If you’re shopping for car insurance in California, you probably figure that all of the insurance companies here are roughly the same. The only thing that sets them apart is their rates, right? Wrong!
Yes, your rates can vary widely from insurer to insurer, but they’re not the only thing that makes these companies different. One of the biggest differences is admitted insurers vs. non-admitted insurers.
Never heard of either term? Don’t worry, you’re not alone!
Most Californians probably can’t tell you if their car insurance company is admitted or non-admitted. In fact, most of them probably also can’t tell you what makes admitted insurers different from their non-admitted counterparts.
But the differences are big — and they have a direct impact on your wallet!
An admitted car insurance company (also sometimes referred to as a “licensed” insurance company) has filed its rates with the California Department of Insurance (CDI) and agrees to apply those rates equally to all of its customers. That’s a biggie, because once an insurance company is admitted, it’s not allowed to change its rates without prior approval from the CDI.
And, before a car insurance company can be admitted, it has to prove its financial stability to the CDI. On the surface, you may not really care if your car insurance company jumps through all of those hoops, but once they do, you’re given some serious security. That’s because all admitted insurance companies are covered by the California Insurance Guarantee Association (CIGA) — meaning that if the insurance company ever declares bankruptcy, CIGA will use special state funds to pay off each of the company’s outstanding claims, up to $500,000 or the policy limits, whichever is lower. So, if your car insurance company suddenly goes belly up, you won’t be left high and dry.
As an added benefit, when you buy a policy from an admitted insurance company, you don’t have to pay a stamping fee or any additional surplus line taxes. That means you can save a little bit of money right off the bat.
The CDI doesn’t just handle money issues, though. It also handles appeals for people who believe that their admitted insurance company didn’t handle their claim properly.
So, does all of this mean that admitted insurance companies are “better” than non-admitted insurance companies?
Even though they don’t have to clear any rate increases with the CDI, non-admitted car insurance companies still have to prove their financial stability. In fact, these companies have to jump through even more hoops than their admitted counterparts. Specifically, the insurance company must have at least $45 million in capital and surplus reserves, three years of qualifications, and a valid license to write insurance in its home state.
Why bother with a company that doesn’t register its rates? Doesn’t that mean you’ll wind up paying more in the end?

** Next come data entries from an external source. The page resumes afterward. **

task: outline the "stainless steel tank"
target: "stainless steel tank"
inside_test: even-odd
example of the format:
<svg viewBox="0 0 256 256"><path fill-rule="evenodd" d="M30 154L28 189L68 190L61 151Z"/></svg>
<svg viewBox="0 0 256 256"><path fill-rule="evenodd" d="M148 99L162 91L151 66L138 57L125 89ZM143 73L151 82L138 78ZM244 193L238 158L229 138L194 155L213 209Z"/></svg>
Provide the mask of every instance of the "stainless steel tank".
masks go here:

The big benefit is that these companies have more flexibility when it comes to both prices and the types of coverage they can offer. As a result, they’re often able to give out policies to “riskier” drivers than admitted insurance companies are. So, if your driving record isn’t exactly stellar, your only option may be to go through a non-admitted insurance company. They’re also able to provide unique types of coverage that the admitted insurers don’t offer. So, if you need something very specific, your only option may be a policy from a non-admitted company.
And, because they can raise their rates anytime they want, it’s easier for non-admitted companies to keep up with any increases in the number of claims that come in. If a lot of claims come in, admitted companies will have to play catch-up, because all of their rate increases must be approved by the state first. That alone can make an insurance company financially healthier, which means there’s less of a chance of them suddenly declaring bankruptcy and leaving you scrambling.

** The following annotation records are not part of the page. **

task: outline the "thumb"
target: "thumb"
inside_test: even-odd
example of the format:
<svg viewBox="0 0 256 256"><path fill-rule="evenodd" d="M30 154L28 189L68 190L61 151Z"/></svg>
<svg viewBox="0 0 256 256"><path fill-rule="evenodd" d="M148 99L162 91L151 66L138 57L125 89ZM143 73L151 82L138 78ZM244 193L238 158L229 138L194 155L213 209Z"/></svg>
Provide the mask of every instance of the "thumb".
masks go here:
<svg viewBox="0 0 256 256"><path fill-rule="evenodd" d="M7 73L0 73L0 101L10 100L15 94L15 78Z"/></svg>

Just remember, non-admitted insurance companies aren’t covered by CIGA. So, if yours does have to file for bankruptcy someday, you won’t have the same safety net that an admitted insurer offers. That’s why it’s so important to find an insurance company that’s got a lot of financial strength.

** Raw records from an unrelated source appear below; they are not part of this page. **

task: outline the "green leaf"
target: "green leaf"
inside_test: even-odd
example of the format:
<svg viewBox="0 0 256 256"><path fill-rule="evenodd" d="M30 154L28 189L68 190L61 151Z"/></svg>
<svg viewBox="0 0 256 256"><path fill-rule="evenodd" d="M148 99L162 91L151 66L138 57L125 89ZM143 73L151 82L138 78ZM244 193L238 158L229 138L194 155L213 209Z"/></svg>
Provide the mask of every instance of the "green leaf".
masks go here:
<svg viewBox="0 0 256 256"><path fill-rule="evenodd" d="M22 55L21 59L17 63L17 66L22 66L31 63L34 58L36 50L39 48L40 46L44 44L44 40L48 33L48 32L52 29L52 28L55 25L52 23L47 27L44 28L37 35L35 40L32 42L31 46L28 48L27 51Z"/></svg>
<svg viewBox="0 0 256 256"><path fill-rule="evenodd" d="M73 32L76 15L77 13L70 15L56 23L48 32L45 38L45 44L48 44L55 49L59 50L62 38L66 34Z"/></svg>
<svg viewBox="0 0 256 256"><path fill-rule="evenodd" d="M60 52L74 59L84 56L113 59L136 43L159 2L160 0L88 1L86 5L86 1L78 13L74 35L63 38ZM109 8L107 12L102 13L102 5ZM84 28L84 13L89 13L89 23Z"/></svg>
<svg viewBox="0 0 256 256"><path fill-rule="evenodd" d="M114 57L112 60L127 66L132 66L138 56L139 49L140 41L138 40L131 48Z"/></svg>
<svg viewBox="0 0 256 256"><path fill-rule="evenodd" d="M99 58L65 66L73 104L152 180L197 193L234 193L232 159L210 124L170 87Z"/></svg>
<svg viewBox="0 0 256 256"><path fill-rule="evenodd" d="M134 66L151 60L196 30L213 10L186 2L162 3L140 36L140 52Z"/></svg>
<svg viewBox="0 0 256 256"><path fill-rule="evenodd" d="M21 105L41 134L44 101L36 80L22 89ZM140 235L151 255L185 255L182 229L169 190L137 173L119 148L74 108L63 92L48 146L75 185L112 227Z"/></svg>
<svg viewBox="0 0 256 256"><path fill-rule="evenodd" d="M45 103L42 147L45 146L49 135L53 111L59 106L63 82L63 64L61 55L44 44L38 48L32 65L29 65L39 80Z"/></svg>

But how exactly do you do that?
If you want to see just how stable your potential insurance company is, the state of California has made it easy to do — for both admitted and non-admitted insurers. The state issues grades — similar to the grades you received in school — to each insurer. You’ll see a letter grade (ranging from A++ to F) followed by a Roman numeral. These numerals range from I (meaning the company has less than $1,000,000) to XV (meaning the company has more than $2,000,000,000). So, a company with an A+XV grade is financially stronger than one with a B+I grade.